Failings of collapsed retailer exposed.

Burdened by countless varieties of USB devices, a multitude of cameras and an army of remote controls, the bulging shelves of Dick Smith shed an unflattering light on the retailer’s demise.

Buckling under the pressure of excess stock, the failed electronics provider held 141 months worth of AA batteries, enough to supply the Australian and New Zealand markets for 12 years.

Also, the company would have finally ran out of last longer AAA batteries in 2026, with over 131 months worth of stock, spanning over a decade.

In short, Dick Smith was simply selling “too many products”, as admitted by former chairman, Phil Cave, during a Supreme Court grilling in Sydney this week.

Specific to Australia, the company operated over 330 stores nationwide during 2015, yet alarmingly, only carried out 62 stock takes, contributing to $400 million worth of debts to creditors.

Amidst an era of organisations examining masses of internal company data to uncover hidden patterns, correlations and insights, Dick Smith’s lack of analytical nous is now playing out in the courtrooms of Australia.

“Standard inventory systems would have stated what Dick Smith’s inventory was and would have provided a historical sales forecast,” Data Science Institute founder, Kevin McIsaac, told ARN.

“Predictive analytics can be a little bit snappier than that and can provide predictions about what you are going to sell.

“There’s a lot you can do with analytics in the retail space. If you’re operating specifically in electronic goods, fashion, baby-related products or homewares - the use of digital is now incredibly important.

“And if digital is important, then predictive analytics data must be important.”

According to Sydney Morning Herald reports, there was a “spike” in Dick Smith’s inventory at the turn of 2015, with company stock raising to $350 million.

Yet according to counsel for the receivers, Jeremy Giles, SC, the sweet spot in terms of inventory would have been in the range of $260 million to $280 million, up from the $170 million of stock held in June 2013.

Representing a serious mismatch in terms of analysing stock levels and customer behaviour, Dick Smith’s inability to manage its inventory levels points to a much wider issue for the collapsed company.

Rebates

In light of boardroom concern regarding excess stock, and its recurrence throughout court proceedings, the company’s flawed rebate strategy has also been exposed as a “vulnerable model”.

During examination this week, former Dick Smith CFO, Michael Potts, admitted that “rather than trying to promote product through the press or catalogues it was a better bang for the buck just taking it (the rebate) off the price”.

“I would say that there was a strategy within the business to maximise rebates,” Potts said during the examination, as reported by News Limited.

“That was part of the prospectus when we went to market.

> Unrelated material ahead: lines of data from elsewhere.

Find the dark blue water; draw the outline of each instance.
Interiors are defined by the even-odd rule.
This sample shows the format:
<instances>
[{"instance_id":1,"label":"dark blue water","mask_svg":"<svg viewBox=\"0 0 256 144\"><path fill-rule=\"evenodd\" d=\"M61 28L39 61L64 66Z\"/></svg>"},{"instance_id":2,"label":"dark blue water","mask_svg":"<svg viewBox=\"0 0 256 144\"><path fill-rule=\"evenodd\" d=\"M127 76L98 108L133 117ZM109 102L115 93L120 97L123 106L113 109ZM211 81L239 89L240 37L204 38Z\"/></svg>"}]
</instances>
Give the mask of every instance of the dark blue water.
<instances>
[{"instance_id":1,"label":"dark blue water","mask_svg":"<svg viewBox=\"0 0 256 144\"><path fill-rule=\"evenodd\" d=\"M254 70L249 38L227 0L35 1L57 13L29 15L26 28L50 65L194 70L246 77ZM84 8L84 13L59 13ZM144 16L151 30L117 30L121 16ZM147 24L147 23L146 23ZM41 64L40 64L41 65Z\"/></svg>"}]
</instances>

We talked about improvement in the profitability of Dick Smith - that was largely through negotiation for additional rebates and support from suppliers.

“If we were able to achieve additional rebates and support from suppliers and improve the profitability of the business, then that was good business.”

Delving deeper, it’s been revealed that the retailer adopted a “whiteboard process” for accounting, which quite literally amounted to recording rebates on a whiteboard in a company office.

Consequently, and as more details emerge, McIsaac told ARN that irrespective of whether data analytics had been in place, based on reports of the investigation so far, the company appeared doomed from the start.

“It’s a failure of governance and a failure of management,” McIsaac said. “You can have all the great tools in the world and the most brilliant IT in the world, but with poor management and poor governance, you will continue to fail.

“There’s an old adage that says ‘a fool with a tool is still a fool’. Even if they had the world’s best predictive analytics, would they have used it properly?”

Kogan model

According to McIsaac, Dick Smith underestimated the value of its online presence, representing a “missed opportunity” for the company.

In March, Australian e-commerce entrepreneur Ruslan Kogan bought Dick Smith's intellectual property, revamping the company as an online-only consumer electronics retailer.

“If you think about someone who has really disrupted the retail industry over the last ten years, then it’s Ruslan Kogan,” McIsaac said.

“He was one of the first to have a digital only model and everything was sold online. But he was also very clever with his strategy.”

As alluded to by the Australian Financial Review (AFR) - “at least someone appears to have benefited from the Dick Smith disaster.”

Kogan relaunched the online store ahead of schedule on May 4, leveraging the same back-end logistics and supplier arrangements as Kogan.com.

The revamped store now stocks over 5500 products, with more than 1800 products available for fast dispatch.

“Ruslan would think of a product that people might want to buy and then he would find a manufacturer in China who would build it based on a spec and tell him what the cost was,” McIsaac explained.

“He would then advertise the product online before he built it and after seeing what the demand was through his website, he would bankroll the development of the product.”

McIsaac said an online experience is driven by data, which is personalised by predictive analytics.

“An example is being able to ensure you are optimising advertising,” he explained. “There are predictive models around that such as attribution that help you get your message in front of people at the right time.

“But also, when customers visit your website do they see an enormous catalogue which is impossible to work through? Or does it have smart searching and recommendation systems? This is something which Netflix and Amazon are very famous for.”

In addition, McIsaac said Dick Smith could have utilised analytics to gain deeper insights into its customer base, from a lifetime value perspective.

“For example, if you knew that a customer was worth $10,000 over a lifetime, which could be seven years, wouldn't a business be happy spending $1000 on advertising up front even though they might only buy $500 worth of goods?” McIsaac added.

“There is a school of thought that says the value of your business is actually the future value of all your customers.”